Pour le vice-président de la CNPC-CI, cette célébration doit aller au-delà de la symbolique de la fête nationale et constituer un encouragement à poursuivre les efforts en faveur du développement. Faisant écho au message adressé la veille à la nation par le président de la République, Dr Yamoussa Coulibaly a appelé les opérateurs économiques à prendre toute leur part dans la transformation du pays.

« Hier, le président de la République a adressé un message fort aux Ivoiriens. C’est une invitation au travail. En tant qu’opérateurs nationaux, notre part est d’être aux côtés de l’État afin de réaliser des programmes immobiliers de bonne qualité pour nos concitoyens. C’est notre devoir de participer à l’édification de cette grande Côte d’Ivoire », a-t-il insisté.

La paix, condition du développement

Président-directeur général de Challenge Immobilier International (Chim-Inter), Dr Yamoussa Coulibaly a également placé la paix au cœur de son message. Pour lui, les acquis économiques et sociaux ne peuvent être consolidés sans un climat de paix et de cohésion nationale.

« L’État fait beaucoup pour qu’il y ait la paix dans le pays.

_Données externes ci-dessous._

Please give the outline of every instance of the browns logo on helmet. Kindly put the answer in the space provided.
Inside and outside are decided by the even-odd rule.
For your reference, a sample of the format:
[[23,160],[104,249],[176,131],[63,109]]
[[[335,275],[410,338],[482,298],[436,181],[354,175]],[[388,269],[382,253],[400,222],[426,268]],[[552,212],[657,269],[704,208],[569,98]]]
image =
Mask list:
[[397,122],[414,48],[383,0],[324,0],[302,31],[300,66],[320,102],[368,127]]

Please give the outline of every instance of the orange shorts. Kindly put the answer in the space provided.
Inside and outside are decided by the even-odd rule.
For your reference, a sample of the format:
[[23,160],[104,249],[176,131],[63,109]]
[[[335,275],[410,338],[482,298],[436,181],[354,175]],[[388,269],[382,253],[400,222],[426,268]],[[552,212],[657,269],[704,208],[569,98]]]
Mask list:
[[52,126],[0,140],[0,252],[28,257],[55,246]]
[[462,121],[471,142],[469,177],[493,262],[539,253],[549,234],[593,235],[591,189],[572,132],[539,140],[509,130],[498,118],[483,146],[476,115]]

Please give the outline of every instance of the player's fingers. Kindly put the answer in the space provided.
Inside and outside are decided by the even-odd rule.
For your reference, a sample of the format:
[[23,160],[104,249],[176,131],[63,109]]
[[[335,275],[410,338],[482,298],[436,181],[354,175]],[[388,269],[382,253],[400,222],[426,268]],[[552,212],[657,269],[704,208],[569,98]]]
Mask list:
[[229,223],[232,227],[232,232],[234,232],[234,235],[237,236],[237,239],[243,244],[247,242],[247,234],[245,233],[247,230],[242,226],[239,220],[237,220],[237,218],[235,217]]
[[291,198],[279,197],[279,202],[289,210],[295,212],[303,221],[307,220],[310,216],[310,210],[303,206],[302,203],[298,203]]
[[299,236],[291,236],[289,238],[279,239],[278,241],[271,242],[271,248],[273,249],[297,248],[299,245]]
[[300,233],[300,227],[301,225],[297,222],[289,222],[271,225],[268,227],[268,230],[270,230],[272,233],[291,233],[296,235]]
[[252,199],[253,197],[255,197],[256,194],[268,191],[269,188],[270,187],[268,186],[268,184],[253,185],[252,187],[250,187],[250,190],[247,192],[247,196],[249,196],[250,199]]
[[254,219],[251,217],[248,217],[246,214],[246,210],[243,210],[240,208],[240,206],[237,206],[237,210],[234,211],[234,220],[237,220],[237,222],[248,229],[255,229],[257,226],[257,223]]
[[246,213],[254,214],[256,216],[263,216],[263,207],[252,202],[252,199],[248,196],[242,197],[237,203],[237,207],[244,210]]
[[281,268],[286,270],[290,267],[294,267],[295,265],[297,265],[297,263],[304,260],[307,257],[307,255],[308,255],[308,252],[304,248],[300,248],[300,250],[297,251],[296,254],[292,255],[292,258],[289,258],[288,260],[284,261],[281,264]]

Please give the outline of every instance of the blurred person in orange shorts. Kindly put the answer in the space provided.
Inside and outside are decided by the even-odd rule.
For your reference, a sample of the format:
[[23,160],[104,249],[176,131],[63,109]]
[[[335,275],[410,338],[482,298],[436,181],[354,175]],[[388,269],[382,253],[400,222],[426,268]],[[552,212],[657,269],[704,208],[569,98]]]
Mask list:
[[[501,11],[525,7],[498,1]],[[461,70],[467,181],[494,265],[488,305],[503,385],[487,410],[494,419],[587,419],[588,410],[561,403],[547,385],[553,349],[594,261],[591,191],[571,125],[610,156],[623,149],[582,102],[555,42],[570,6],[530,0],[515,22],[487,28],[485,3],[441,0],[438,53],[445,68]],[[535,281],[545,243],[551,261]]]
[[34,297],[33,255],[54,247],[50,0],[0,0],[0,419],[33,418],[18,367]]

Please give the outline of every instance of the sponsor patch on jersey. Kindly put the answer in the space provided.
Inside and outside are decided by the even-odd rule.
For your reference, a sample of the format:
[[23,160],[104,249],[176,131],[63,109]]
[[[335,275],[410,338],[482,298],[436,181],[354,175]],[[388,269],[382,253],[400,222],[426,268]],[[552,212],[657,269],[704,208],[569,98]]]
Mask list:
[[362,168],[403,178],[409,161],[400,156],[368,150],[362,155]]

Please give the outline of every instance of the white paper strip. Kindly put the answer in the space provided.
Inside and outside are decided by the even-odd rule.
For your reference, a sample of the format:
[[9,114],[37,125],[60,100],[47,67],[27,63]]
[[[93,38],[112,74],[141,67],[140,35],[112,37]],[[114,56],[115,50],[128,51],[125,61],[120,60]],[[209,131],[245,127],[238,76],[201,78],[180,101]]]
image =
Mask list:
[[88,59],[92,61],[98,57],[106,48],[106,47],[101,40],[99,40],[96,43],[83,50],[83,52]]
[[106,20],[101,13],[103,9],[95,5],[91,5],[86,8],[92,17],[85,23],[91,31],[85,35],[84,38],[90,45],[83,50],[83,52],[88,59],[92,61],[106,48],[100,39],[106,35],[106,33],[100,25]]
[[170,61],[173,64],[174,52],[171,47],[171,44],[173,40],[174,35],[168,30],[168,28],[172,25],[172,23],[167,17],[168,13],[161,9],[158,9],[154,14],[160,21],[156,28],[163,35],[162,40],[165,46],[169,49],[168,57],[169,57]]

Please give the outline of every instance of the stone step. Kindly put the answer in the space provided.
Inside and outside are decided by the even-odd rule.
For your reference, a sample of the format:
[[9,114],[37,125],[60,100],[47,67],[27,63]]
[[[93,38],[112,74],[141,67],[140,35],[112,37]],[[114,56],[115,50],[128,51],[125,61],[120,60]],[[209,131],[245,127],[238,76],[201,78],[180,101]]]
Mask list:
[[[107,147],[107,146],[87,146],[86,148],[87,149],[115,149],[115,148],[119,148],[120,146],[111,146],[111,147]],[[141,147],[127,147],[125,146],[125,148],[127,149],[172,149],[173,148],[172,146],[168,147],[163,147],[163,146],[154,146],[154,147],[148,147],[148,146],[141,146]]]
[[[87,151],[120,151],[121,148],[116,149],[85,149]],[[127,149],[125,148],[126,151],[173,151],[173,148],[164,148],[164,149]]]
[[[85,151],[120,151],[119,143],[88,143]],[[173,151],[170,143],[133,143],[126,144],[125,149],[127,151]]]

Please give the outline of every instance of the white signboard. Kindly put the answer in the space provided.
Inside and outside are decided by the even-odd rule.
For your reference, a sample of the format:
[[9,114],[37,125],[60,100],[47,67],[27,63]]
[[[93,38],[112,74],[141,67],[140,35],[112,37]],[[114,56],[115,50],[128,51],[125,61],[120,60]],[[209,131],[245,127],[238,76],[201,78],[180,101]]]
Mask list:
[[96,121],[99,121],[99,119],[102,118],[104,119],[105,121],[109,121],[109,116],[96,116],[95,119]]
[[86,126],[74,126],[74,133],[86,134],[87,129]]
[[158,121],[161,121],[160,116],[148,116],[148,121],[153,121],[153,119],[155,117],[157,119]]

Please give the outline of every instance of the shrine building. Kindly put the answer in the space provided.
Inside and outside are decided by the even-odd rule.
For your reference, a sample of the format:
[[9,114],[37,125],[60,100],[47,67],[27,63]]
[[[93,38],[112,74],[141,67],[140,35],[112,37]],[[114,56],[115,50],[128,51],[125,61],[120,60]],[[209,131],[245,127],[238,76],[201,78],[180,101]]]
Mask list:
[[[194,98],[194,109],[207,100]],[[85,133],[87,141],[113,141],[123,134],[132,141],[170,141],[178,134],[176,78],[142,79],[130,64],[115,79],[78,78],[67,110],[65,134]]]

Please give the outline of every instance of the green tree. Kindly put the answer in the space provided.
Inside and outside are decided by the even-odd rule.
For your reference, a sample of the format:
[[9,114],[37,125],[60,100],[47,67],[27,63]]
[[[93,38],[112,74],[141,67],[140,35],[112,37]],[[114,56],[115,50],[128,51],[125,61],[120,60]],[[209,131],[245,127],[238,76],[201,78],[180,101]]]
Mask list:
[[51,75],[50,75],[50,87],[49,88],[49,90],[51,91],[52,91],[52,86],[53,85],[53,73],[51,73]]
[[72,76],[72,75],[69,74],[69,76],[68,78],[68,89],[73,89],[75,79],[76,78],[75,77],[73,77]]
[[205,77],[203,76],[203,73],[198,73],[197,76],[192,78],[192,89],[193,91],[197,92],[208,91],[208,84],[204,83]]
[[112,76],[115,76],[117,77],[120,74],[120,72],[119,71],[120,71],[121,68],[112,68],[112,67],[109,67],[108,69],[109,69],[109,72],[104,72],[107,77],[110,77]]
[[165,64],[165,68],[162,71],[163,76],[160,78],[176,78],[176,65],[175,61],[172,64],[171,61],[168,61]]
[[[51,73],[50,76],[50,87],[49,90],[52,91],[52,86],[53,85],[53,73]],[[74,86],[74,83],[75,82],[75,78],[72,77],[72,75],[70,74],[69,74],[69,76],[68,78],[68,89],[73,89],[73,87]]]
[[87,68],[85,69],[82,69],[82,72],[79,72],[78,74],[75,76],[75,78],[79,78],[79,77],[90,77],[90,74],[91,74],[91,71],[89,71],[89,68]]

Il n’y a pas de développement sans paix », a-t-il rappelé, avant d’appeler à une mobilisation collective.

« Nous appelons toute la population ivoirienne, du nord au sud, de l’est à l’ouest en passant par le centre, à l’union pour bâtir une Côte d’Ivoire forte et développée », a-t-il lancé.

À Yopougon, cette célébration du 66e anniversaire de l’Indépendance aura ainsi été marquée par une forte mobilisation populaire, mais également par des messages en faveur du travail, de la paix et de l’engagement collectif. Une manière, pour les acteurs publics comme privés, de réaffirmer leur volonté de contribuer à la consolidation des acquis et à la poursuite de la marche de la Côte d’Ivoire vers le développement.